Sure, it doesn't mean we can generate a sustainable product that way. Not even close for now. However, we have many more options to explore when determining the viability, desirability, and feasibility of the idea.
The ideation has become much more feasible as a single-person effort. It’s a different game than it was a few years back.
Disclaimer: It’s not that I would advise doing ideation alone. There is tremendous value in getting help from competent veterans (and I mean people who are doing product development continuously, not those who are sitting in comfy seats of investors who haven’t run an actual startup for two decades). The new ideation capabilities, though, help everyone.
Prediction: Renaissance of Bootstrapping
We look at a landscape where it becomes increasingly difficult to secure funding for anything but a relatively narrow class of ideas. In fact, even if we discounted the AI hype, the demand-to-supply funding ratio remains a formidable challenge for pre-pre-seed startups.
On the other hand, the exact root cause, which is acting against founders in one place (AI), is tremendously helpful in another. It removes—or at least significantly lessens—some early product development obstacles.
It's as if one door was getting shut while another was opening.
Many product startups can go through their runways at a significantly lower pace, thus making bootstrapping a feasible option. Given the funding climate, for some (many?), the only feasible option.
Oh, and given how much we can lower the bar for trying out an idea, we should expect many more people to do just that.
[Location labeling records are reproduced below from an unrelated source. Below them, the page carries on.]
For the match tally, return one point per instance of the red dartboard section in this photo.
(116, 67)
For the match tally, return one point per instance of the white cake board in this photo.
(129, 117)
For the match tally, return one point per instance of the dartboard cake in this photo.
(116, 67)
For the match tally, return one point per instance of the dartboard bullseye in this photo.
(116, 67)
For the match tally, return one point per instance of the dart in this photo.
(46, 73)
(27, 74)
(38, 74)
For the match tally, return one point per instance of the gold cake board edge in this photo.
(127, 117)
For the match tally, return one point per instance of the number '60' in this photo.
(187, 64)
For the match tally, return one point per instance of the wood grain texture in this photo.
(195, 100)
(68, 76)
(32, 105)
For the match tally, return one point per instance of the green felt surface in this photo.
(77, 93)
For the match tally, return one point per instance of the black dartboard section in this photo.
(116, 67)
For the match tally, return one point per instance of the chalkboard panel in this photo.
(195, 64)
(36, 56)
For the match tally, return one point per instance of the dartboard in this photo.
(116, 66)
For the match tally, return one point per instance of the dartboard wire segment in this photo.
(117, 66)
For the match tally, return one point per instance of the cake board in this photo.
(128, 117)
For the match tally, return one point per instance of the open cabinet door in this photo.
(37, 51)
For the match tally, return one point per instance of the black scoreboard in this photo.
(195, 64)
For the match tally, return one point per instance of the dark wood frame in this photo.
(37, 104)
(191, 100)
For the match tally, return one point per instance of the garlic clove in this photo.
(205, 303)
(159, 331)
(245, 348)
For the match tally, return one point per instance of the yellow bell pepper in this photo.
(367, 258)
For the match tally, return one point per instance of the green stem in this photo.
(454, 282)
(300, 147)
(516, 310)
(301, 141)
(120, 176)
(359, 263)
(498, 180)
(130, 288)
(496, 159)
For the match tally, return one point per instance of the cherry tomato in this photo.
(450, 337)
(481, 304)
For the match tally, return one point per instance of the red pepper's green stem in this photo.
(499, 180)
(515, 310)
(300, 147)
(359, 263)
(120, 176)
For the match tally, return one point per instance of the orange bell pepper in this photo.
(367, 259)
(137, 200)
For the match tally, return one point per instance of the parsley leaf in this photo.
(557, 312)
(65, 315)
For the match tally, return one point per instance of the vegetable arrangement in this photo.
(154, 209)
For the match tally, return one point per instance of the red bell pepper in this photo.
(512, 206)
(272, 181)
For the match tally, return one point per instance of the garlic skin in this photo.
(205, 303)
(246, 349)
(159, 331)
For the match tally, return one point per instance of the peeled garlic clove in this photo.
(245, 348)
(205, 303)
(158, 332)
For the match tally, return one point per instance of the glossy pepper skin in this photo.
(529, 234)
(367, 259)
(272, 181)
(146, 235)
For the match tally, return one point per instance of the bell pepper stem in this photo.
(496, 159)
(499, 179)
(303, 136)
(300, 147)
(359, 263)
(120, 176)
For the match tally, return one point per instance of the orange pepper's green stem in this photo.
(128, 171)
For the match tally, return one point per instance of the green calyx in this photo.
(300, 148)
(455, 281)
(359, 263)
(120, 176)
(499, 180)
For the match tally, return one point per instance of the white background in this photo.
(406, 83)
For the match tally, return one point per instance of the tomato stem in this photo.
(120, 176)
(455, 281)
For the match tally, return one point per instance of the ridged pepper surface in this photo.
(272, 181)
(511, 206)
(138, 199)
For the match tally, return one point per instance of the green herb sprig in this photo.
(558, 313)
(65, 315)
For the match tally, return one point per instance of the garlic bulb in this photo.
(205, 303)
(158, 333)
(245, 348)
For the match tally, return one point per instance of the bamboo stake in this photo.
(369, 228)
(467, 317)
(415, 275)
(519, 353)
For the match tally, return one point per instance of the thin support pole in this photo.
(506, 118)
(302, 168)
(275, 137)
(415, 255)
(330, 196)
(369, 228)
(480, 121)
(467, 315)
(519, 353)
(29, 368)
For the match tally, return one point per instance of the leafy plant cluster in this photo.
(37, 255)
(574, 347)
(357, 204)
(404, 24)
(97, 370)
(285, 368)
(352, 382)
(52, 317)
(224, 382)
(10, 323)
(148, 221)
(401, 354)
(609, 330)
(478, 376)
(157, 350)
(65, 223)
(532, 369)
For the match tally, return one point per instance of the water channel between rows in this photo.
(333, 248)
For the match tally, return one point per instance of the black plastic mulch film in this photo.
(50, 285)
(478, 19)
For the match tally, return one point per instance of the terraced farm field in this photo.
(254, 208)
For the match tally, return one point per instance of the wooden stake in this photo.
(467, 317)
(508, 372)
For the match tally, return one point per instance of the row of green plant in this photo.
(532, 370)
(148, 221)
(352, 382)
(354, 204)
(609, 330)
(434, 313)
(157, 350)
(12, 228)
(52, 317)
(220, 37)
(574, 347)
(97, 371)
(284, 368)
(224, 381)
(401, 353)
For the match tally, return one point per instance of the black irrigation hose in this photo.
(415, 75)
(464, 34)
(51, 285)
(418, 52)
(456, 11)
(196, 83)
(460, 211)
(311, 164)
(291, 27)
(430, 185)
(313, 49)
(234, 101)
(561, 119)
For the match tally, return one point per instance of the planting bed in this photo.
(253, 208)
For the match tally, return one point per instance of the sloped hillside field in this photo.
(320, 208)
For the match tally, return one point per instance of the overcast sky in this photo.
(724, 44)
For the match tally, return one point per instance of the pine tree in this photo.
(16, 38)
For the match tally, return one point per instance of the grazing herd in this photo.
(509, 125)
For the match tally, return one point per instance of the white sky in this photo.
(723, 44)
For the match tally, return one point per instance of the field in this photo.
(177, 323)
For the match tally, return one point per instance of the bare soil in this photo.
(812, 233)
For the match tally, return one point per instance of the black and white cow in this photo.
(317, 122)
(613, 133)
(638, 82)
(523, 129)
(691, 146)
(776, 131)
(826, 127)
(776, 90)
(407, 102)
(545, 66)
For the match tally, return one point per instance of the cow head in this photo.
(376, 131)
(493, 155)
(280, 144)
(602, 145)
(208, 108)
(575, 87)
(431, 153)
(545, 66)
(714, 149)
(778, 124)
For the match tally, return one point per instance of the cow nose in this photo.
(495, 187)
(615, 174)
Not only do we reroute many startups to bootstrapping, but we'll see more aspiring entrepreneurs, too.
Admittedly, if you dream about another unicorn, that's not a viable path. But then, again, discounting the hype toward the unicorns, what are the chances of creating another billion-dollar company?
As much as these stories don't get a ton of publicity, there's no shortage of entrepreneurs dreaming of building more modest businesses.
Curiously enough, the transition may force a reinvention of the VC business, which triggered the change in the first place. If you ask me, it would be a welcome change. But let's worry about it once we get there.